Where you place your records in the truck and how you stack them is crucial and requires planning and care. When moving during hot months or in hot climates, be sure to avoid placing your records directly on the floor of the moving truck or directly against the wall. My trick to this is complicated, but it saves space and insures limited exposure to heat: I have an old set of steel industrial shelves—the kind you see in hardware stores—that very neatly fits 13x13 boxes. I put the shelves into the moving truck first, and use packing straps to secure it to the wall of the truck. From there, I put the boxes of records onto the shelves, and then strap them onto the shelves. This keeps the records off the floor, with an adequate distance from the walls of the truck, and allows for more room in the truck for the rest of your stuff.

"When moving during hot months or in hot climates, be sure to avoid placing your records directly on the floor of the moving truck or directly against the wall."

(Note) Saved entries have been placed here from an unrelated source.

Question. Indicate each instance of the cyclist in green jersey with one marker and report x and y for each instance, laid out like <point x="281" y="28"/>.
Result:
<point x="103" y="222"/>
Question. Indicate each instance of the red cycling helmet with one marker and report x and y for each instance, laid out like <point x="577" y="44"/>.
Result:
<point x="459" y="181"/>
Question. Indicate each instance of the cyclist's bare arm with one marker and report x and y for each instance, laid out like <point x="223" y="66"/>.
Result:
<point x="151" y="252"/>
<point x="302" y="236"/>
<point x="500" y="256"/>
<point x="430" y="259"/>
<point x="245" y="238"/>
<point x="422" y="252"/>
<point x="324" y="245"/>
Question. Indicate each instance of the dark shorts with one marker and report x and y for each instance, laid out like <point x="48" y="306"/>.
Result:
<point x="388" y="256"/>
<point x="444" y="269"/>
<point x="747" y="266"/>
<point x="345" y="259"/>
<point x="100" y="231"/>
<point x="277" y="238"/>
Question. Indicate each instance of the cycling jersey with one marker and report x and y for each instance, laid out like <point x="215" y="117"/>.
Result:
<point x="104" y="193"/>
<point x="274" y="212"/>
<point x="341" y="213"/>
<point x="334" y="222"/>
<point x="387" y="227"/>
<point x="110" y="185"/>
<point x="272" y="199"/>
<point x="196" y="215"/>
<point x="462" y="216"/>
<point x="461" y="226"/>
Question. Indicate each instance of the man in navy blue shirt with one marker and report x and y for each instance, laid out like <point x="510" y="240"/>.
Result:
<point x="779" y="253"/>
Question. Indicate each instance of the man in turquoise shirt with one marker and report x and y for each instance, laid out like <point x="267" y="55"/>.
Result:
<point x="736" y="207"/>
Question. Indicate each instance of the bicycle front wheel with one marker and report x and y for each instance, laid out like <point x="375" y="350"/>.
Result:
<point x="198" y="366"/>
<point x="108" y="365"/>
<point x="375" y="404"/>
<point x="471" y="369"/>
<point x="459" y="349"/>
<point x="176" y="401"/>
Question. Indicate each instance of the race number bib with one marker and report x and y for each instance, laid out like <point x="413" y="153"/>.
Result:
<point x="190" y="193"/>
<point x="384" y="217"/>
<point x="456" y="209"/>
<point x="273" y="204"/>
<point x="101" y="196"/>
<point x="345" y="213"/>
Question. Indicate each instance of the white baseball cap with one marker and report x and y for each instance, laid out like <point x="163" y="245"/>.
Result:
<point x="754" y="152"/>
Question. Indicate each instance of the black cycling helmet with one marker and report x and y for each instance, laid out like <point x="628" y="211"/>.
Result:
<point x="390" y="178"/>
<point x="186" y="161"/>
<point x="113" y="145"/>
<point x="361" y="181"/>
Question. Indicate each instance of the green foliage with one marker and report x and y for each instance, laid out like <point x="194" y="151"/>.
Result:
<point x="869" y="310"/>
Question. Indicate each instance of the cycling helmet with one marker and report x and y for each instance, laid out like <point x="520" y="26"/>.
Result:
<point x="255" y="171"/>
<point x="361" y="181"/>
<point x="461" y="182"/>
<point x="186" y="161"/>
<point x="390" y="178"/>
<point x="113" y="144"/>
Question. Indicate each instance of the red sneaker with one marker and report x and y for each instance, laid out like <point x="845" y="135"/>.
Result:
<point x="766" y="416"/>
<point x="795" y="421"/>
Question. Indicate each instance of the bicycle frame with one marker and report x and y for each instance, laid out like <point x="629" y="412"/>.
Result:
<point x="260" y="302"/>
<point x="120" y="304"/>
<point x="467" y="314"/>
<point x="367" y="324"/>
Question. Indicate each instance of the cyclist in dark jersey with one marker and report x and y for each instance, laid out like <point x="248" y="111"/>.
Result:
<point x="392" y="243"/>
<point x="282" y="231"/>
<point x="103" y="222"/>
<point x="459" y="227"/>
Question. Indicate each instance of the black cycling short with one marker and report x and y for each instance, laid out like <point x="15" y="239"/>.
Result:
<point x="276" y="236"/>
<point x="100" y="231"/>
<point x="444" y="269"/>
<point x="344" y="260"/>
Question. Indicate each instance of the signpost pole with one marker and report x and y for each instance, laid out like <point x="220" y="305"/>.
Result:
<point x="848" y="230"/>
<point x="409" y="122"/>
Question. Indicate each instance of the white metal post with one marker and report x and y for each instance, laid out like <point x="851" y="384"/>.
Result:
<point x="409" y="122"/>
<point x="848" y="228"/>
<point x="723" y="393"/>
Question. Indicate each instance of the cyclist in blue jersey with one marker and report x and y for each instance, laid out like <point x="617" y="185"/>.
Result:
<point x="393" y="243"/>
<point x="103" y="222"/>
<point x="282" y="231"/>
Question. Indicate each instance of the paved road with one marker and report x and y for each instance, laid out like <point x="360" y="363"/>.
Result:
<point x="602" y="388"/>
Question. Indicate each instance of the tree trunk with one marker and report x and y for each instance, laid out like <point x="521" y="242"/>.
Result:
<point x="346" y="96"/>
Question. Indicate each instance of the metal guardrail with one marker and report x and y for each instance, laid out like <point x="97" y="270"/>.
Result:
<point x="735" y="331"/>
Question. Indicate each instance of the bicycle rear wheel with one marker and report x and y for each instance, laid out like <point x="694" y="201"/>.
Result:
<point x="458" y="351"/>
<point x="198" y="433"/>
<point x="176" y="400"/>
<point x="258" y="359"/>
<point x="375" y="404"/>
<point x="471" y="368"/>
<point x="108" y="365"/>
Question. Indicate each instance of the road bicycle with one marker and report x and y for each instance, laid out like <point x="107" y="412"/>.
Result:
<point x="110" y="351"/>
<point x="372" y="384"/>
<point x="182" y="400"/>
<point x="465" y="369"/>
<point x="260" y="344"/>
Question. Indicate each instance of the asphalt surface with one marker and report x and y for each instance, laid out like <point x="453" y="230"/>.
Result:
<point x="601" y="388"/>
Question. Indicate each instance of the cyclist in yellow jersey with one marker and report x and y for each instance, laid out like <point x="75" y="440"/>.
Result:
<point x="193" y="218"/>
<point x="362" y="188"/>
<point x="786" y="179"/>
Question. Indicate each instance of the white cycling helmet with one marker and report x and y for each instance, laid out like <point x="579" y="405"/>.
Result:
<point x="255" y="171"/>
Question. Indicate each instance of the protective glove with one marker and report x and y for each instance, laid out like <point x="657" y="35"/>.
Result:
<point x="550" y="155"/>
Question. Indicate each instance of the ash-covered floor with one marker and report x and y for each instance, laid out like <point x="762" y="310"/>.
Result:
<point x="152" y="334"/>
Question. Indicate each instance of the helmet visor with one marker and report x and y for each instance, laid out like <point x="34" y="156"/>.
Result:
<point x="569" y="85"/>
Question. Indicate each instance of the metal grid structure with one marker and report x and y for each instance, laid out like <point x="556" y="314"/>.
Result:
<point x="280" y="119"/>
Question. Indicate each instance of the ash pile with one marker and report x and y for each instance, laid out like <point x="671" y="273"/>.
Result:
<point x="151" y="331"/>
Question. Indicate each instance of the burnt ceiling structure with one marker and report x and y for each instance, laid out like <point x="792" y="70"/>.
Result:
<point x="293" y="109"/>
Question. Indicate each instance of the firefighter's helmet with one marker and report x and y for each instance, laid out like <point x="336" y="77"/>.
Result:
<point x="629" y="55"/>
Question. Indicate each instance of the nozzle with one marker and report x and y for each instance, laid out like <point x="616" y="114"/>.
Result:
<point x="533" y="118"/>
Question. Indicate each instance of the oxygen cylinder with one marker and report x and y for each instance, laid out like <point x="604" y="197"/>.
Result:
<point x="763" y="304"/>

Be sure to put a towel or blanket between the packing straps and boxes to avoid any bending or damage from the pressure of ratcheting the straps tightly into place. Triple check your straps before you pack your truck the rest of the way to make sure your shelving won’t tip or dump your boxes if or when you check a curb in your moving truck. (Full disclosure: I checked a curb in our moving truck and this method proved hearty enough to withstand a pretty solid impact—nothing spilled and all the straps held tightly).

You can do this same trick with your standard Ikea shelves (Kallax or Expedit) but be careful. When you strap a shelf like that to the truck’s wall, the straps can chew up the edges of your shelving units. Use extra towels, moving blankets, or other padding to avoid this damage.


Related Article
The Reverb LP Guide to Buying, Selling, and Caring For Records
Whether you're new to enjoying records, looking for some cleaning tips, or wondering what you should look for in a rare release, we've compiled our best tutorials and record guides here.

Though this article will not make the boxes lighter, the stairs shorter, or the process any less time-consuming, it will promise a successful move of your records, whether it is a few blocks or across the country. In the case of long moves, don’t forget to park the truck in shade as much as possible, especially in hot weather. Also, avoid leaving your records in the boxes for too long after the move, as this can increase chances for warping from pressure if they are over-packed.

Moving a sizable record collection is unavoidably a drag, but by using these tips, the process can be easier, and most importantly, can keep your vinyl treasures safe.